This is a cross post by Adam Levick from CIFWatch
It’s one thing to re-write history, but quite another to pretend as if a major historical event involving a well-documented case of ethnic cleansing never occurred.
A July 25th edition of the Guardian’s Data Blog, edited by Mona Chalabi, was titled ‘What happened to history’s refugees?‘ Here’s the strapline:
People have been forced to leave their countries since the very notion of a country was created. We take a look at some of the largest human movements in history to find out why people left their homes, where they went and what became of them.
This ambitious project includes Israelites: Canaan (740 BC), Edict of Fontainebleau (France 1685), Muhacirs (Ottoman Empire 1783), Pogroms (Russia 1881), WWI (Europe 1914), WWII (Europe 1945), Nakba (Palestine 1948), and others.

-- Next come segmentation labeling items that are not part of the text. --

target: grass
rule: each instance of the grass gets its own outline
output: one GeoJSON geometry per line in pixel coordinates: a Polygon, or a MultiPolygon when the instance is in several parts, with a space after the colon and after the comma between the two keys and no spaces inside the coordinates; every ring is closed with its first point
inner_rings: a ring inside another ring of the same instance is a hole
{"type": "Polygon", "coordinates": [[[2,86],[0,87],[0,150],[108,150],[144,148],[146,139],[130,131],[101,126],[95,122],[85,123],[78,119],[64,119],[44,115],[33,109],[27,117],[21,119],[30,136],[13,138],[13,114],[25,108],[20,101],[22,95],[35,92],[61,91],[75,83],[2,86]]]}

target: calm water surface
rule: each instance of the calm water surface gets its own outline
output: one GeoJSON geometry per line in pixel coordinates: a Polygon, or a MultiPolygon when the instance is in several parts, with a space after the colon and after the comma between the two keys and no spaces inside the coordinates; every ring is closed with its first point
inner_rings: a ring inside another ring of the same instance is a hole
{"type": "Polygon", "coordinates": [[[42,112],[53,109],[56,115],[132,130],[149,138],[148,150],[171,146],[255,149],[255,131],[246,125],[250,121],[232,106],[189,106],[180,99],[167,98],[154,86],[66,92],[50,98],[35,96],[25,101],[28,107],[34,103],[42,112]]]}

Regarding the so-called Nakba, here’s their remarkably skewed narrative:
Nowhere are numbers on refugees more contentious than the 1948 Palestinian exodus. An attack by a Zionist military group on an Arab village realised the Palestinians’ worst fears and combined with Zionist expulsion orders, military advances, virtually non-existent Palestinian leadership and unwillingness to live under Jewish control on their homeland. The result was a mass exodus of around 80% of Arabs on the land that was to become Israel. Later absentees property law in Israel would prevent the return of those Arabs. Nakba, meaning “catastrophe” is commemorated on 15 May each year. The UN set up a special agency, UNRWA, to deal with the enormous numbers of refugees requiring assistance that now number around 5 million.
There are so many omissions, misleading and flatly untrue claims about their tale of the flight of Palestinians, but, suffice to say that, in reading the summary, you could be forgiven for not knowing that there was an even an Arab-Israel War in the first place – a war of aggression against the Jewish state on the day of its birth, without which there wouldn’t have been a refugee problem. However, this isn’t the most egregious historical error in the piece.
The Guardian then proceeds, from the “Nakba”, to the next refugee crisis: Idi Amin’s Order (Uganda 1972).
Did you notice an historical omission?
The Guardian completely whitewashed the expulsion of hundreds of thousands of Jewish refugees between 1948 and 1967!
As the site of JIMENA (Jews Indigenous to the Middle East and North Africa) explains:
…under the heavy weight of Anti-Jewish governments and policy, nearly one million Jews [beginning in 1948] from the Middle East and North Africa had their property confiscated, basic human rights stripped, and were systematically persecuted and victimized. Ultimately these Jews were forced to flee their homes and surrender their nationalities, becoming the “Forgotten Refugees” of the Middle East and North Africa.
Revisionist history of the Middle East conveniently excludes the fact that over half of Israel’s Jewish population live there not because European atrocities during World War II, but because of Anti-Jewish Arab governments who dispossessed and displaced their native Jewish populations following the creation of the state of Israel in 1948. Adopted narratives of the Arab-Israeli conflict fail to address the fact that Israel was the largest refugee camp in the Middle East, providing safe haven to some 650,000 dispossessed Middle Eastern and North African Jewish refugees whose ancestors had a continuous presence in the region for over 3,000 years.
JIMENA reminds us that, though “UN Resolution 242 asserted that Jews fleeing Arab countries were ‘bona fide’ refugees” the international community, the media and educational systems have continuously ignored their plight.
Of the 800,000 or so Jewish refugees between 1948 and 1972, more than 200,000 found refuge in Europe and North America while 586,000 were resettled in Israel, ”without any compensation from the Arab governments who had confiscated their possessions.” Further, unlike Palestinian refugees who were displaced by war, a definitive report, co-authored by Irwin Cotler, concluded that Jews’ expulsion was part of an intentional and coordinated effort by Arab rulers:
These massive human rights violations were not events that occurred coincidently or haphazardly; nor were they the result only of state-sanctioned patterns of repression in each of the Arab countries, though this would be bad enough; rather, as the evidence discloses, they were the result of an international criminal conspiracy by the League of Arab States to target and persecute the Jewish populations in their respective countries.
It’s one thing to parrot the Palestinian narrative of the “Nakba”, but what the Guardian did was in effect completely erase the well-documented and completely undisputed forced expulsion by Arab leaders of hundreds of thousands of innocent Jews from the historical record.
The Guardian’s ideologically animosity towards the Jewish state has crossed a line, and the paper’s editors need to be held account for this completely ahistorical pro-Palestinian propaganda.